Remember, this is just the bare bones RAPM framework. There are endless possibilities as to what can be incorporated. Coaches, arenas, number of rest days, point differential at the time of the possession can all be added. You can experiment using different lambda values. And the “x” in xRAPM comes from a box score prior. The box score gives us a decent amount of knowledge on how good players are, so instead of the ridge penalty regressing everybody to zero, it regresses them to our prior knowledge of their abilities.

The RAPM framework can be used for other stats too, like rebounding. You can sub the RebMarg vector in where Marg is used to calculate a rebounding plus-minus. In that, somebody like Nene can get his due. While he ranked only 90th in the league in TRB%, the ridge regression estimates that he makes a 7.5% impact on TRB% margin, which ranks 17th in the league. Jeremias Englemann, the guy behind RPM, has posted all sorts of cool stuff like this at his site.

I hope this explainer can become a resource for those interested in calculating their own RAPM and those just curious about the actual mechanics behind it. If you have any questions or if you try to repeat what I did and something goes wrong, let me know.

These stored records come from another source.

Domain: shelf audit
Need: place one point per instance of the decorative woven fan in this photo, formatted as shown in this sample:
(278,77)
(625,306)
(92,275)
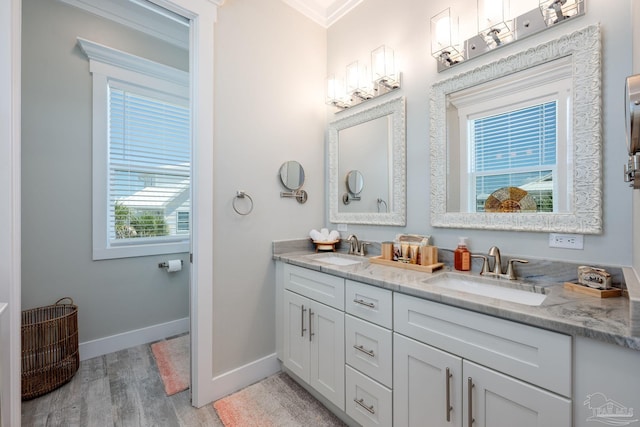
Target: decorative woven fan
(510,199)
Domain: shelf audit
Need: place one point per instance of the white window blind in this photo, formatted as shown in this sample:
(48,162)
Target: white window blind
(149,166)
(515,149)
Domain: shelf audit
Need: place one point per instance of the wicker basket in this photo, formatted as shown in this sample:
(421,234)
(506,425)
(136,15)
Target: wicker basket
(49,347)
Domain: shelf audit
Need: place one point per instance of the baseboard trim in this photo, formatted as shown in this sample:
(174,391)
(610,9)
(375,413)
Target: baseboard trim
(101,346)
(243,376)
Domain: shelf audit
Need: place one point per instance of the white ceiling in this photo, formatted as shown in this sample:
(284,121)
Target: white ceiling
(142,16)
(324,12)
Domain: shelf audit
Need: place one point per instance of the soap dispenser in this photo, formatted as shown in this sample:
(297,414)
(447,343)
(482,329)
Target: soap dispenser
(462,256)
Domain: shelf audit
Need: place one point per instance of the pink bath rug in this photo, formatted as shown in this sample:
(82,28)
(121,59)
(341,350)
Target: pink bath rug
(172,357)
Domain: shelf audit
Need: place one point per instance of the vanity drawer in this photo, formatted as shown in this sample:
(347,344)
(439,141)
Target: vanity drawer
(368,402)
(534,355)
(369,303)
(317,286)
(369,349)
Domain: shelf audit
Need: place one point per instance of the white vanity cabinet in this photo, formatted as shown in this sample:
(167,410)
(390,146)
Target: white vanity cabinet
(369,354)
(313,341)
(475,375)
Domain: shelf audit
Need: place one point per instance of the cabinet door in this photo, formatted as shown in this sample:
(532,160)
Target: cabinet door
(492,399)
(326,330)
(426,385)
(296,334)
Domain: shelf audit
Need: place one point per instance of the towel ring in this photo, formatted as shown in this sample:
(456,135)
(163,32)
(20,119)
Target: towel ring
(242,195)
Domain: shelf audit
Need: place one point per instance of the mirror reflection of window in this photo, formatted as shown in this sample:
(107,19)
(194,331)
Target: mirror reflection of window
(513,132)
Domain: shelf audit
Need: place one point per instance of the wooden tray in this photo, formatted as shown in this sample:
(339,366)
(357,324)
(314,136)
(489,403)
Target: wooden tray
(326,246)
(601,293)
(415,267)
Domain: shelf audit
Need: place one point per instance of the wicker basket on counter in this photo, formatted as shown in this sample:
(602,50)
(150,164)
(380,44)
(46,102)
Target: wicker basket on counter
(50,355)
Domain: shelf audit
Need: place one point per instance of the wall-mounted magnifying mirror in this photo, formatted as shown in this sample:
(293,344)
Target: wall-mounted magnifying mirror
(632,122)
(355,183)
(292,178)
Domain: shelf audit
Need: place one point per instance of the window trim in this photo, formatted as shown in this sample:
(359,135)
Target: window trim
(111,65)
(584,48)
(551,83)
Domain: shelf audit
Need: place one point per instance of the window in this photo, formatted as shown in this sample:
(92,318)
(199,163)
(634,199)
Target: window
(182,222)
(514,151)
(141,155)
(516,148)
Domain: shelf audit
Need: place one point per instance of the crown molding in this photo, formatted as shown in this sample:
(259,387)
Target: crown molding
(128,14)
(325,13)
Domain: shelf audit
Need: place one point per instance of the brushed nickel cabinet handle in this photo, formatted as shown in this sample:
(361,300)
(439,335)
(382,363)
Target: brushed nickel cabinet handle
(447,382)
(302,328)
(363,302)
(470,419)
(360,402)
(364,350)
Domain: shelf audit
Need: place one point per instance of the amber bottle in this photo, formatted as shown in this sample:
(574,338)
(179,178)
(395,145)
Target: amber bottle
(462,256)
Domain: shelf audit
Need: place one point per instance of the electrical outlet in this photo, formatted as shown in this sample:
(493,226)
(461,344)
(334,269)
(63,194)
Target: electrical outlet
(566,241)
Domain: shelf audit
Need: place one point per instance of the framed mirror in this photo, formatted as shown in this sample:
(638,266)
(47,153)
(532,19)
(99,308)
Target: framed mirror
(372,142)
(516,144)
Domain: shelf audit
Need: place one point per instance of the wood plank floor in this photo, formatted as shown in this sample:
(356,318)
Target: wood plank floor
(117,389)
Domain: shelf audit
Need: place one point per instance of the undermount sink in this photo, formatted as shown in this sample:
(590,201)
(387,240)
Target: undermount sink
(492,288)
(336,258)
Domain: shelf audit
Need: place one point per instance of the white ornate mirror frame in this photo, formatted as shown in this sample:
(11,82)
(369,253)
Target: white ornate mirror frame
(395,108)
(586,218)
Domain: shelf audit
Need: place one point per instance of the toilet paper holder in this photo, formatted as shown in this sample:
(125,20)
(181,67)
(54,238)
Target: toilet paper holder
(166,264)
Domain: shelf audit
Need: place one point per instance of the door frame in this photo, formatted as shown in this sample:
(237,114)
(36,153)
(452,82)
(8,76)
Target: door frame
(202,15)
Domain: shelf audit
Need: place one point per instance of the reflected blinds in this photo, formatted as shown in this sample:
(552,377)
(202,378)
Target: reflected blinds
(521,145)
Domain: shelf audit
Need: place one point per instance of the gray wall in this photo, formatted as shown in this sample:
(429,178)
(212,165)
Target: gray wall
(269,101)
(407,30)
(113,296)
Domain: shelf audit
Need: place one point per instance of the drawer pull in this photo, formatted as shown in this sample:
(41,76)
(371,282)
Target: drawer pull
(447,380)
(470,419)
(363,302)
(364,350)
(361,403)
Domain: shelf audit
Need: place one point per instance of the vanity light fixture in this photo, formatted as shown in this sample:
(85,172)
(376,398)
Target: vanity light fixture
(497,28)
(494,23)
(361,85)
(555,11)
(445,38)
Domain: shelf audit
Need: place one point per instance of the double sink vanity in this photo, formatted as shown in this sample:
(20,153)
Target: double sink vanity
(383,346)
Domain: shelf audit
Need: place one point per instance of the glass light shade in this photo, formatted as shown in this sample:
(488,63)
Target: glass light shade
(445,44)
(359,80)
(494,21)
(567,8)
(383,67)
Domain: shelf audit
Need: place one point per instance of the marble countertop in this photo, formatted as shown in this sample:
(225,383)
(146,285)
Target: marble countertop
(565,311)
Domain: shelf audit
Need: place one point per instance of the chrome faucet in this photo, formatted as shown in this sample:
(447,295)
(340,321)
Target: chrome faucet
(497,266)
(356,247)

Crow · Post by **Crow** » Fri Jul 31, 2015 12:27 am

Jacob sent this https://docs.google.com/document/d/1Tp5 ... obilebasic

dwm8 · Post by **dwm8** » Mon Aug 03, 2015 4:41 pm

Awesome, thanks for the help! I don't think I came across it in any of these guides, but does anyone know the steps required to add a prior to the regression?

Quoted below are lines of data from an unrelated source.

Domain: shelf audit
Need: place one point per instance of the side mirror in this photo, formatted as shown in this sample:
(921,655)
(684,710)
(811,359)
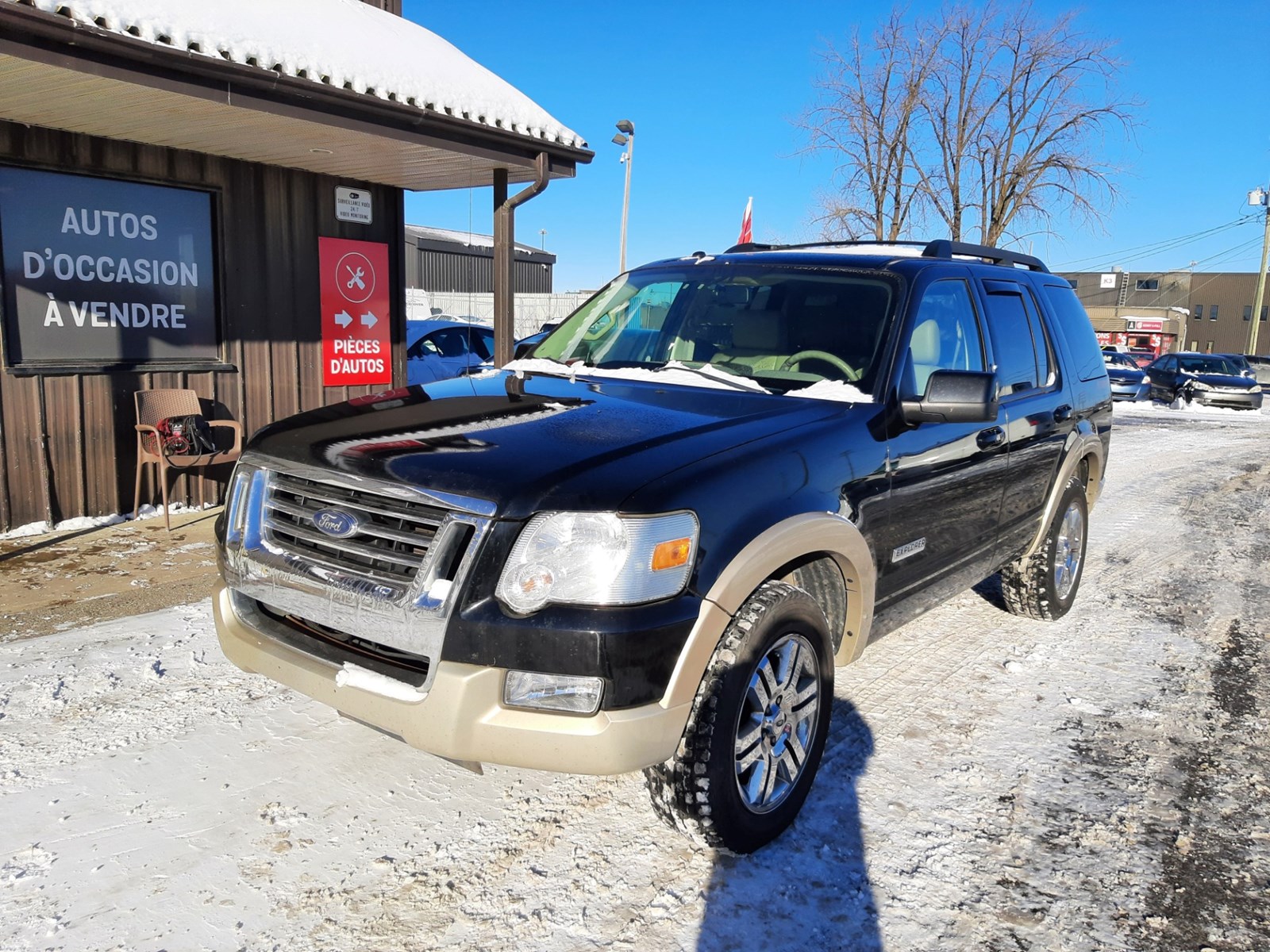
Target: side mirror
(954,397)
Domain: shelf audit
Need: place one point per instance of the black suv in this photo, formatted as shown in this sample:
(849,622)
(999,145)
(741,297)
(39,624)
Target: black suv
(647,545)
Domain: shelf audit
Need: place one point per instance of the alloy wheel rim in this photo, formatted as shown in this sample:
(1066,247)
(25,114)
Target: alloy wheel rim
(1067,552)
(778,721)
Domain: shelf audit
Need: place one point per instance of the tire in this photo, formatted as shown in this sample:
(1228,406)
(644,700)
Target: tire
(1045,585)
(779,640)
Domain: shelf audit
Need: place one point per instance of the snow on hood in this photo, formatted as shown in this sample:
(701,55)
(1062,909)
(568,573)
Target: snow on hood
(344,44)
(683,374)
(833,390)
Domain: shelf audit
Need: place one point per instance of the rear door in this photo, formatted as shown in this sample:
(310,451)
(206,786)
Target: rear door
(1038,414)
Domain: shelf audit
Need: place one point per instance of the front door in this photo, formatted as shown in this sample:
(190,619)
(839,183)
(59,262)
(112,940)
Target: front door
(946,479)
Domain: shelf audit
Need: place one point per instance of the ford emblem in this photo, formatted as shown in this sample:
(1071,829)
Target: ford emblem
(337,522)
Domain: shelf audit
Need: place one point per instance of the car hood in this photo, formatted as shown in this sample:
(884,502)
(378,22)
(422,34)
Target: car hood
(539,442)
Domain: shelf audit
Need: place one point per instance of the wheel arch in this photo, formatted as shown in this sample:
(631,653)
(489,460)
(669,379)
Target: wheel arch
(810,546)
(1085,457)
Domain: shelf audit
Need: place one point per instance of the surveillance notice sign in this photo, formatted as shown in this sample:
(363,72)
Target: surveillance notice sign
(356,347)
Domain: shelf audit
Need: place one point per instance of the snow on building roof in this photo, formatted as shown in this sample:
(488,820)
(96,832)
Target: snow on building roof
(344,44)
(461,238)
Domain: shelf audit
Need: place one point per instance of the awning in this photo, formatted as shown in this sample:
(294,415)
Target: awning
(332,86)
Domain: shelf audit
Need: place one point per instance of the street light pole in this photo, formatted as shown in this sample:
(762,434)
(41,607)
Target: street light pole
(1259,196)
(625,137)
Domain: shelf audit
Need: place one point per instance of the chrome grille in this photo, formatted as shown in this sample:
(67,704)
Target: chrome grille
(391,541)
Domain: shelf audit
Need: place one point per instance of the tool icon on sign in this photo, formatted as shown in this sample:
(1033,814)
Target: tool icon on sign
(355,277)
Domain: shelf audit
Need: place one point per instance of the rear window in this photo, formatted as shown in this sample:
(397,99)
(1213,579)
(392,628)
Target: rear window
(1076,329)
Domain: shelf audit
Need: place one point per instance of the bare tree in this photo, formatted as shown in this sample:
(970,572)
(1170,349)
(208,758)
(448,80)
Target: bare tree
(865,113)
(982,117)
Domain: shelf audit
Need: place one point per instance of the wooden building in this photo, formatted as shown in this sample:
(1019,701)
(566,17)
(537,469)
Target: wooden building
(167,201)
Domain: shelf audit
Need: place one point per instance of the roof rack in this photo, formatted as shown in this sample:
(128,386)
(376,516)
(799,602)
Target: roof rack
(756,247)
(943,248)
(940,248)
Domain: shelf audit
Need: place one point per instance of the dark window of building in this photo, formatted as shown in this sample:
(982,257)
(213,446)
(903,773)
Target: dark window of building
(101,273)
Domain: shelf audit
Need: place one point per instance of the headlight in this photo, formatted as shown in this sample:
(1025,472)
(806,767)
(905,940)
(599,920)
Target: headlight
(598,559)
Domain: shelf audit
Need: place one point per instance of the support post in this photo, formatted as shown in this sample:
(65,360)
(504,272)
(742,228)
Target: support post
(505,244)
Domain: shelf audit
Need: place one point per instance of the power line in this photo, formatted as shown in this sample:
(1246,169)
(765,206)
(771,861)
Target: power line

sndesai1 · Post by **sndesai1** » Tue Aug 04, 2015 3:49 pm

based on reading the glmnet documentation, i would think it involves creating a vector of your priors and using it as the "offset" parameter

dwm8 · Post by **dwm8** » Tue Aug 04, 2015 6:52 pm

sndesai1 wrote:based on reading the glmnet documentation, i would think it involves creating a vector of your priors and using it as the "offset" parameter

Thanks for your response. I was looking through that as well, but noticed that it says the offset vector is "A vector of length nobs," which doesn't make sense to me. Wouldn't a vector for priors be a vector of length nvars, i.e. a vector with each value corresponding to a player, not a lineup?

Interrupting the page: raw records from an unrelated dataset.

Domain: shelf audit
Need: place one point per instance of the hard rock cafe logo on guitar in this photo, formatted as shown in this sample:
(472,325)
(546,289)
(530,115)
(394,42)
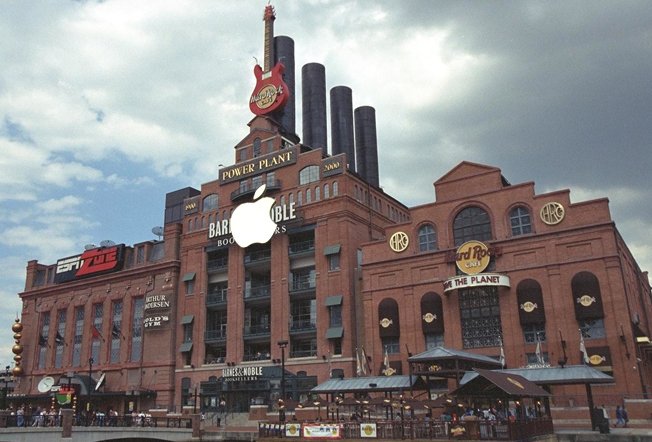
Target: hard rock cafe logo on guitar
(270,92)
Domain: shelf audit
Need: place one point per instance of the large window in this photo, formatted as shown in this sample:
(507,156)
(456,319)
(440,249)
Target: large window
(210,202)
(480,317)
(137,330)
(519,219)
(79,334)
(471,223)
(116,333)
(427,238)
(308,174)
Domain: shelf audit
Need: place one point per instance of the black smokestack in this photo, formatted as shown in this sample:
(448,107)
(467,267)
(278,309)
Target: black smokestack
(342,140)
(366,146)
(284,53)
(313,90)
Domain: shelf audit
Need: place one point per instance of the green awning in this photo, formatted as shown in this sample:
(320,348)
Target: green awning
(332,250)
(334,300)
(334,332)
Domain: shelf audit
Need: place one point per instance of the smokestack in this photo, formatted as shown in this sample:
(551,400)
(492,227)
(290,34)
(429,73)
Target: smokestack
(366,146)
(342,140)
(284,52)
(313,90)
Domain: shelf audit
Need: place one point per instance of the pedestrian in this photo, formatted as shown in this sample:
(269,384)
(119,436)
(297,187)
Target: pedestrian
(625,416)
(620,421)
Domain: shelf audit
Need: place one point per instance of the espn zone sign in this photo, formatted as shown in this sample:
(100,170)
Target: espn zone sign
(90,263)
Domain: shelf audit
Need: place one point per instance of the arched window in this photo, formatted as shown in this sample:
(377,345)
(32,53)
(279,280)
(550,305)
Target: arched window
(432,320)
(530,311)
(520,221)
(210,202)
(257,147)
(388,325)
(308,174)
(471,223)
(587,300)
(427,238)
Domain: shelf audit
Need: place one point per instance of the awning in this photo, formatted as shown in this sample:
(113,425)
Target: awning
(334,332)
(332,250)
(568,375)
(495,384)
(187,319)
(368,384)
(333,300)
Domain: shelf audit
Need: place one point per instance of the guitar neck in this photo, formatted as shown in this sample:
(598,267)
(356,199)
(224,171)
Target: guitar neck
(269,39)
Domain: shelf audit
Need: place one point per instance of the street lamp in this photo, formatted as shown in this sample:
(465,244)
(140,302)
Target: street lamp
(90,390)
(282,344)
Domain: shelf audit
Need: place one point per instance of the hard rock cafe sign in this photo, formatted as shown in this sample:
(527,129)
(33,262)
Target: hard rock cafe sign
(270,92)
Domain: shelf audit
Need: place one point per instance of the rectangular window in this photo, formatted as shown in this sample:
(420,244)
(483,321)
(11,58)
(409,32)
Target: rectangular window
(334,262)
(480,317)
(96,344)
(392,344)
(137,330)
(79,336)
(434,340)
(335,316)
(59,339)
(43,340)
(116,332)
(534,332)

sndesai1 · Post by **sndesai1** » Wed Aug 05, 2015 1:08 am

sorry, i totally skimmed over that.
i'm pretty sure my math is wrong, but would using the predicted margin based on priors for each 10 man stint as the offset work? and then once you finish running the regression, add the resulting coefficients for each player back to their priors? i might just be babbling nonsense...

maybe bayesglm using prior.mean?
https://cran.r-project.org/web/packages/arm/arm.pdf

EvanZ · Post by **EvanZ** » Wed Aug 05, 2015 4:10 am

I've never done priors with RAPM, but I would think you could just add a feature for each player for each season. So for example if you were doing 2-year RAPM, one matchup might be GSW vs CLE (from the finals):

Steph15 + b*Steph14 + Klay15 + b*Klay14 + Barnes15 + b*Barnes14 + ...

LeBron15 + b*LeBron14 + TT15 + b*TT14 + Mozgov15 + b*Mozgov14 + ...

So for each stint you would have 10 features representing players in 2015 and 10 players (weighted by a parameter b) representing their values from 2014. The parameter b could be chosen by cross-validation and would represent some suitable time decay from one year to the next.

Alternatively, one could run a regression for the previous (single) year and add those ratings explicitly into the values for the features given above. Maybe this is the more obvious way how to do it? Not sure if these two ways of doing it are equivalent or not.

mystic · Post by **mystic** » Fri Aug 07, 2015 11:14 am

dwm8 wrote:
sndesai1 wrote:based on reading the glmnet documentation, i would think it involves creating a vector of your priors and using it as the "offset" parameter
Thanks for your response. I was looking through that as well, but noticed that it says the offset vector is "A vector of length nobs," which doesn't make sense to me. Wouldn't a vector for priors be a vector of length nvars, i.e. a vector with each value corresponding to a player, not a lineup?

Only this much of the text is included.